I have found a source for raw meat for our dogs that is extremely cost effective, with meat that is safe, hormone free, USDA approved food.

With availability to green tripe, ground beef, salmon, turkey, chicken, some organs, or a premade completely balanced raw. 
Prices per lb range between $0.29-$0.56 per pound. 

Ordering must be done in bulk so the more people that join the cheaper the cost. For more details you can PM me your email address and I will send you the information about it. 

Seeking reliable people who feed raw that can order at least a hundred to a few hundred lbs at a time. We already have a nice group but we are looking to expand to be able to do regular deliveries to our area.


----------



## Karma6577 (Jan 22, 2013)

Bump


Sent from Petguide.com Free App


----------



## 4TheDawgies (Apr 2, 2011)

Yes Karma6577 got lucky and messaged me right before our order and got to squeeze in. Everyone loved the meat they got and plan to continue to order. Still looking for more people in the Kansas city area. Even if you live in Wichita, or in missouri a few hours away. The quality of meat, the cost, ordering in bulk, it makes it worth it! 

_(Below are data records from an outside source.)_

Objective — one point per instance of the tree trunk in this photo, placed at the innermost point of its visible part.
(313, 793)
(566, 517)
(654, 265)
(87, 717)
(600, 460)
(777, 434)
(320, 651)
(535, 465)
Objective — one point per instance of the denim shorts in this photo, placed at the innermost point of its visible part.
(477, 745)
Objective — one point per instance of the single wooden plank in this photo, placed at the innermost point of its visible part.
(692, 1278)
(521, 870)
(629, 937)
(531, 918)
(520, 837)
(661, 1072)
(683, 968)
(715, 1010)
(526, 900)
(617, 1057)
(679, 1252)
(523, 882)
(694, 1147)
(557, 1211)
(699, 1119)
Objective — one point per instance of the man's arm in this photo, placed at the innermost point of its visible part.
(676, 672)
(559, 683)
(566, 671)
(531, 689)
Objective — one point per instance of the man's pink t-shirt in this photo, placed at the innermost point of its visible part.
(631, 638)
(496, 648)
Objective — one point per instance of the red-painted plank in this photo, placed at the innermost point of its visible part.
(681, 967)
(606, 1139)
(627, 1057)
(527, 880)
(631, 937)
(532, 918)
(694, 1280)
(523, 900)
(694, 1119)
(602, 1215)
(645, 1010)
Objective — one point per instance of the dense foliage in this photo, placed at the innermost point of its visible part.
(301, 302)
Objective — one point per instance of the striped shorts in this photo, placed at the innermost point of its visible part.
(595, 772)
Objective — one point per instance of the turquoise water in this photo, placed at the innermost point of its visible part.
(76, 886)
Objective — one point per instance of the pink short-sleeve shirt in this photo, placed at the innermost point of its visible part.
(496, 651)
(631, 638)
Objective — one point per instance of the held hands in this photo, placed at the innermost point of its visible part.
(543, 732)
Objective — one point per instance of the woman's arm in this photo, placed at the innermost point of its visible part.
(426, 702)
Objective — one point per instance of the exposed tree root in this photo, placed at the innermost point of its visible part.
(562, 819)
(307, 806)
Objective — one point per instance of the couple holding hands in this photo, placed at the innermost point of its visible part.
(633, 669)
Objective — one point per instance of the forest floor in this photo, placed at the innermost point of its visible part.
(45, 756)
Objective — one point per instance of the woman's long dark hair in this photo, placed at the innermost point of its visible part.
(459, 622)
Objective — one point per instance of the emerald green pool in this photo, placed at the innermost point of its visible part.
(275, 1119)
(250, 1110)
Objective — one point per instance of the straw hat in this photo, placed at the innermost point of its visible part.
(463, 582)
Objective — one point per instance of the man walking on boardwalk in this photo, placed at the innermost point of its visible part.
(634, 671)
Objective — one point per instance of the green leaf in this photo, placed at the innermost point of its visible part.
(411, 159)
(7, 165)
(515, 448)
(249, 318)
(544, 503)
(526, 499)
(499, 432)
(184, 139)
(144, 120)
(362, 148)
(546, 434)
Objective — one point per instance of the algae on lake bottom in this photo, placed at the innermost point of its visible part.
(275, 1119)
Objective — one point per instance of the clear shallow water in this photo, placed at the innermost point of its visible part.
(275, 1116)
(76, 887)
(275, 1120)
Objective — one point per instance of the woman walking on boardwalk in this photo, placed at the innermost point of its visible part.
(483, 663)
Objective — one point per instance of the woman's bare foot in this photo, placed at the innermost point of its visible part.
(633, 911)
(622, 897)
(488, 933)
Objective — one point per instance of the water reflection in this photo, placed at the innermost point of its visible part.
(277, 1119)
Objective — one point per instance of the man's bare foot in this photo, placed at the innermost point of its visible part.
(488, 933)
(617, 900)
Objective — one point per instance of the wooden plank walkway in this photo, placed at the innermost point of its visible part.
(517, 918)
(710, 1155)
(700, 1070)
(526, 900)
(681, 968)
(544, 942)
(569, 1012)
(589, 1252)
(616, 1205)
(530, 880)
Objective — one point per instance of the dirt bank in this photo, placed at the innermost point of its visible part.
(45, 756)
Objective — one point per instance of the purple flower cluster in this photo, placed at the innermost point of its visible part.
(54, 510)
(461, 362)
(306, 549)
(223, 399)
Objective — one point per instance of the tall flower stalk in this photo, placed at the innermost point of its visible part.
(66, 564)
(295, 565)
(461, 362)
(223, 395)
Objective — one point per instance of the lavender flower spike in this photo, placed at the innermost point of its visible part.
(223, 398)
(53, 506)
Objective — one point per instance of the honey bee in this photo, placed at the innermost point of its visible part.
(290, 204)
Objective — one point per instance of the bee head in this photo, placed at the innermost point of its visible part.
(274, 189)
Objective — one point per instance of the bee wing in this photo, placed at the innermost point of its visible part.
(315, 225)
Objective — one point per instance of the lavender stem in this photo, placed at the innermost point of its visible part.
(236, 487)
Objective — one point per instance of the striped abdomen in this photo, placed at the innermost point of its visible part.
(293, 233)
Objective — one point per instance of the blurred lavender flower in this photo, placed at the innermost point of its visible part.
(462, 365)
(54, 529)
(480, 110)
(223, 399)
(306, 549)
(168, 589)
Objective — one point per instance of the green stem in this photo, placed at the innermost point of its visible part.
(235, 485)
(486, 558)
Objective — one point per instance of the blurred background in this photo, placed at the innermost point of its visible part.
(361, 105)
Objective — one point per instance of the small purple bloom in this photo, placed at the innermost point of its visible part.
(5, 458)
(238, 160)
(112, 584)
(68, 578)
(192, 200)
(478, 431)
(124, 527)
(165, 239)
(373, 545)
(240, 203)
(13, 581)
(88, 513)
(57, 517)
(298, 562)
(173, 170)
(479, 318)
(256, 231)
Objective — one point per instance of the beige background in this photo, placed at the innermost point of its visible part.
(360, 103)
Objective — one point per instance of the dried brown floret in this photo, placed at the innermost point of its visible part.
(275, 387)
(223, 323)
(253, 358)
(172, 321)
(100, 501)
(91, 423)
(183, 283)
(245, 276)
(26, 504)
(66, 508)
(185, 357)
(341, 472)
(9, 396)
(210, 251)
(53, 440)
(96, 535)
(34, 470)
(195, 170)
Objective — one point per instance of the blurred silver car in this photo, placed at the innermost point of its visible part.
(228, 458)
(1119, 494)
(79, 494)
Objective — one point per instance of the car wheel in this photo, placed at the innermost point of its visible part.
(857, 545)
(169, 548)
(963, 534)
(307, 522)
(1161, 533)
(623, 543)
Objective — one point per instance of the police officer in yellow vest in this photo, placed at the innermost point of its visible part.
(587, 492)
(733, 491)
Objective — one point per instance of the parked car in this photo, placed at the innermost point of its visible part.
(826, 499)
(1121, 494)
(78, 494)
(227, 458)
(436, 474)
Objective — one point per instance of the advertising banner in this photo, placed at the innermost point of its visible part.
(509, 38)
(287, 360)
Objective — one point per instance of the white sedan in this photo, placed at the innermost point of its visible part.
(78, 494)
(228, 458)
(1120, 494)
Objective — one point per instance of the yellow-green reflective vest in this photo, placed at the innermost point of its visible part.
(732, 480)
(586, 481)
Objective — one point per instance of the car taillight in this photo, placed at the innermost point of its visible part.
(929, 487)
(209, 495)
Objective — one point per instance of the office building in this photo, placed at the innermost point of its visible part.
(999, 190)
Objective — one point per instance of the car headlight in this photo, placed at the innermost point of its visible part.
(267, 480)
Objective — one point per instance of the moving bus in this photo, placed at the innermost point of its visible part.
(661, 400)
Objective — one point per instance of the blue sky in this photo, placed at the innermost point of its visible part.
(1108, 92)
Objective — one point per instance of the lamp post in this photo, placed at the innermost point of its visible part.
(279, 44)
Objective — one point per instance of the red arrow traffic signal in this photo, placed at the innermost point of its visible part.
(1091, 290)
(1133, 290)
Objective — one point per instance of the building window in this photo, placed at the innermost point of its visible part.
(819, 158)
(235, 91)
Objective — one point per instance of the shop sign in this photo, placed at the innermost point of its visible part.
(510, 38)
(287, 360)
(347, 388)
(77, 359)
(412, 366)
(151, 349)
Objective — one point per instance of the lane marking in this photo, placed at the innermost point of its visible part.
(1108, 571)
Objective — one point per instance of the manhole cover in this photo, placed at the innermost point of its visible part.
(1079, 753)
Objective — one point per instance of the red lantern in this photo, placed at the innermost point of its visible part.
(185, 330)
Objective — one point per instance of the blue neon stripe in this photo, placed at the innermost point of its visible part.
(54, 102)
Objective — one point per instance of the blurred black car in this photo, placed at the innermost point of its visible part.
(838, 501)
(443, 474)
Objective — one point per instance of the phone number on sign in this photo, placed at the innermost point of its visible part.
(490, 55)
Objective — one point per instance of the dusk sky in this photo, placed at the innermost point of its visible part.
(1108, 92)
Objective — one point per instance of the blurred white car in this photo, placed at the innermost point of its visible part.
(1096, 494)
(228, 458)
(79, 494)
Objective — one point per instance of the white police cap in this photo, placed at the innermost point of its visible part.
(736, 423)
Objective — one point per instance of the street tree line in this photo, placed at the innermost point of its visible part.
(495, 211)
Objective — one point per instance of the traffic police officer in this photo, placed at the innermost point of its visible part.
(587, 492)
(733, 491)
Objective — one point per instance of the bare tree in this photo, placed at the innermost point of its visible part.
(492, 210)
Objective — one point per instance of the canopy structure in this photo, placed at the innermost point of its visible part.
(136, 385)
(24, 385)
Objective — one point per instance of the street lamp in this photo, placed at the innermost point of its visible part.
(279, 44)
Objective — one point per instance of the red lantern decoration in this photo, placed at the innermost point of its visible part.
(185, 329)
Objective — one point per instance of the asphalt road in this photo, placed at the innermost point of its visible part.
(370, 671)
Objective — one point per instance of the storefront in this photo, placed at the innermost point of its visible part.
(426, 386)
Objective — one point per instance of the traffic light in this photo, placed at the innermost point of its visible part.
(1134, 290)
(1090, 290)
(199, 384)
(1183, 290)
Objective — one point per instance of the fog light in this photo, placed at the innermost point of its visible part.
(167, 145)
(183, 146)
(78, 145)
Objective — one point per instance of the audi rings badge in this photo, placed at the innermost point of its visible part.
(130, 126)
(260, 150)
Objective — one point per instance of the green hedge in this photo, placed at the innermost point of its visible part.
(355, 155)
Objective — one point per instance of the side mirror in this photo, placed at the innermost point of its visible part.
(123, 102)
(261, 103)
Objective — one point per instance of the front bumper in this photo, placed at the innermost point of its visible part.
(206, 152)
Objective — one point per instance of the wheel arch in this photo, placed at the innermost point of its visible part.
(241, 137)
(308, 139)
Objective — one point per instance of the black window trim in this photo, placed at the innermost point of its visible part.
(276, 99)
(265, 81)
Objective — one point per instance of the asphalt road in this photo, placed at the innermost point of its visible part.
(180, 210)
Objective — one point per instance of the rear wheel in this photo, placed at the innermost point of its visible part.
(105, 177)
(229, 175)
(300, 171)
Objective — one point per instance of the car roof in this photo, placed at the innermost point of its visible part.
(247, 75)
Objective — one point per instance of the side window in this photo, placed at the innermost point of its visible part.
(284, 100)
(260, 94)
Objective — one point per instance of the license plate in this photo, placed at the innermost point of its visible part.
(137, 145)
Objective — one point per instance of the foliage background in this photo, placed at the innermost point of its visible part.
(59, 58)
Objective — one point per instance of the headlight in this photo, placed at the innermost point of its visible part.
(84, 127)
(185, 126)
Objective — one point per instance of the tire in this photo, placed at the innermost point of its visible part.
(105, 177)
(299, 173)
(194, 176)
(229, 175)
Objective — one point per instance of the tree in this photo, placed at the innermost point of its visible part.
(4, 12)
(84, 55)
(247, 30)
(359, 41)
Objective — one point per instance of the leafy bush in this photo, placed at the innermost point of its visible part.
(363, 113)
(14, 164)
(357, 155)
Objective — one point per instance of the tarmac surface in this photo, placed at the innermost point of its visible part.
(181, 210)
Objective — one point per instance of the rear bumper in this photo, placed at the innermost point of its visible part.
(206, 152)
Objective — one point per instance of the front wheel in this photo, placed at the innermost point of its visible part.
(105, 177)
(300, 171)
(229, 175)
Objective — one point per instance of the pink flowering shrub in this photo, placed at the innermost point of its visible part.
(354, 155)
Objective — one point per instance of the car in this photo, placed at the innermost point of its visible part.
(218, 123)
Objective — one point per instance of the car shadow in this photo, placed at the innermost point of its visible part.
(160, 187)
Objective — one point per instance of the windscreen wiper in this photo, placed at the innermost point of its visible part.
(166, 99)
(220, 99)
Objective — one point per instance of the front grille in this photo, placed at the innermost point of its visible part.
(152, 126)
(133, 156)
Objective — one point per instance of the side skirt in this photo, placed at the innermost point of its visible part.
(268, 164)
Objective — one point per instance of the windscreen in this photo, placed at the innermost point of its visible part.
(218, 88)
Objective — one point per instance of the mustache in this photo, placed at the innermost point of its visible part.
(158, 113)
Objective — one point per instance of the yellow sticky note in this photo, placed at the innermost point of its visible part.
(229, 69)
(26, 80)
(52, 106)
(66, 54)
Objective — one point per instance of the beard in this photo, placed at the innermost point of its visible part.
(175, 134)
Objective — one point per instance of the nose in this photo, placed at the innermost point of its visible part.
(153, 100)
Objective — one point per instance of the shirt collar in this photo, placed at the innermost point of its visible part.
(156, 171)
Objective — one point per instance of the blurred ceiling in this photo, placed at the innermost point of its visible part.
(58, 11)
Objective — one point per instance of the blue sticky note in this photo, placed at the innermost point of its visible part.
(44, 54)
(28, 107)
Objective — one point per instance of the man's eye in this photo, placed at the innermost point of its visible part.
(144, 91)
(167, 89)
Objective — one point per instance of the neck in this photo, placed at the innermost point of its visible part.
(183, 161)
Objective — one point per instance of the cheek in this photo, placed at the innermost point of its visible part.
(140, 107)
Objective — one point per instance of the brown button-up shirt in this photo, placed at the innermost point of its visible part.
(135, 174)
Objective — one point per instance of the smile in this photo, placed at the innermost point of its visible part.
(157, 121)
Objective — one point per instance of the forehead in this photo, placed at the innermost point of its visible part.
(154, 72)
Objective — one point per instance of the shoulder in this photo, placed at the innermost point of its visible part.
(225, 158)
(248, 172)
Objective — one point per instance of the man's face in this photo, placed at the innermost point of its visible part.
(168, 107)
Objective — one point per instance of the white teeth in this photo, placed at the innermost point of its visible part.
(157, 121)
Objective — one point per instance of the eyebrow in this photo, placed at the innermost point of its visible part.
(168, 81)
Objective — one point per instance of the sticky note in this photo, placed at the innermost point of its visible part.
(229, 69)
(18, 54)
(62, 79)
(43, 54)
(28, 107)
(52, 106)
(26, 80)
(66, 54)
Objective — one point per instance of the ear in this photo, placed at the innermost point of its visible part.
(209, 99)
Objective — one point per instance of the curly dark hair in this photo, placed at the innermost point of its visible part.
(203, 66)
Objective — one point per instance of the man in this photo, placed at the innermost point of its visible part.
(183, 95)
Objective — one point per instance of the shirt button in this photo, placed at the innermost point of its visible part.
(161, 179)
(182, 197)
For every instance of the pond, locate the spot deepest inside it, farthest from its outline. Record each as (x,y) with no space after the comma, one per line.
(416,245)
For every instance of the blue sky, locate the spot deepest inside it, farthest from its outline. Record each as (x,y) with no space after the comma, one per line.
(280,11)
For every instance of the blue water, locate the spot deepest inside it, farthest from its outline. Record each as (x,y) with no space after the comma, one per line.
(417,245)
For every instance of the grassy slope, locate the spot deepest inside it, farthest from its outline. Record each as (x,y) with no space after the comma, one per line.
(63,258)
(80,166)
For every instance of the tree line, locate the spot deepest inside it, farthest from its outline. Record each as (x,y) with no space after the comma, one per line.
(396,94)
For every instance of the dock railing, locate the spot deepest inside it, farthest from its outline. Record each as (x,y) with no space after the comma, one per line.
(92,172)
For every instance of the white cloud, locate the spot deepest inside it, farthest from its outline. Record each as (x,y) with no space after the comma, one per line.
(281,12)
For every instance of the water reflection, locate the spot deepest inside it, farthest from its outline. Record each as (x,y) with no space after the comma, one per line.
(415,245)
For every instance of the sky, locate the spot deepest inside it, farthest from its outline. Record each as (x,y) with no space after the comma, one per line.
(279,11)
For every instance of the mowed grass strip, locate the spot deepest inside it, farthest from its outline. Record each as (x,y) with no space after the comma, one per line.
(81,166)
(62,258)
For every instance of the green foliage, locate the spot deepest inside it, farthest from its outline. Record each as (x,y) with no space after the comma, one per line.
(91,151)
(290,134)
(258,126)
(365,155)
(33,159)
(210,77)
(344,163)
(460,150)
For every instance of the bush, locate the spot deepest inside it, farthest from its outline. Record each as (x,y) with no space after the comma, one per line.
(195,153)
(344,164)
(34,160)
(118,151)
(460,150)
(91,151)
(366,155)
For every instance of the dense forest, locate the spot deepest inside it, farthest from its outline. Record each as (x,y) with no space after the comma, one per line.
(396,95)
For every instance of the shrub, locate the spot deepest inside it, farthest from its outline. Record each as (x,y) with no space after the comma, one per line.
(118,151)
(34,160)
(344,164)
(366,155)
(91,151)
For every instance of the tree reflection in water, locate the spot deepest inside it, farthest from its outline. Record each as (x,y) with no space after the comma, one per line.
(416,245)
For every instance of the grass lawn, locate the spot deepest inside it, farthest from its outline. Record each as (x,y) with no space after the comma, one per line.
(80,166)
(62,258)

I am really excited at this find and will be ordering a lot of meat from this company!!


----------



## blacksheph (Jun 7, 2014)

Hi, Are you still placing orders? I would like to join. We live in Kc area.

Thanks,

alesia


----------



## blacksheph (Jun 7, 2014)

*Kc area...order with you*



4TheDawgies said:


> I have found a source for raw meat for our dogs that is extremely cost effective, with meat that is safe, hormone free, USDA approved food.
> 
> With availability to green tripe, ground beef, salmon, turkey, chicken, some organs, or a premade completely balanced raw.
> Prices per lb range between $0.29-$0.56 per pound.
> ...




Would like to order with you. Live in kc area. How do I get more info?

Alesia


----------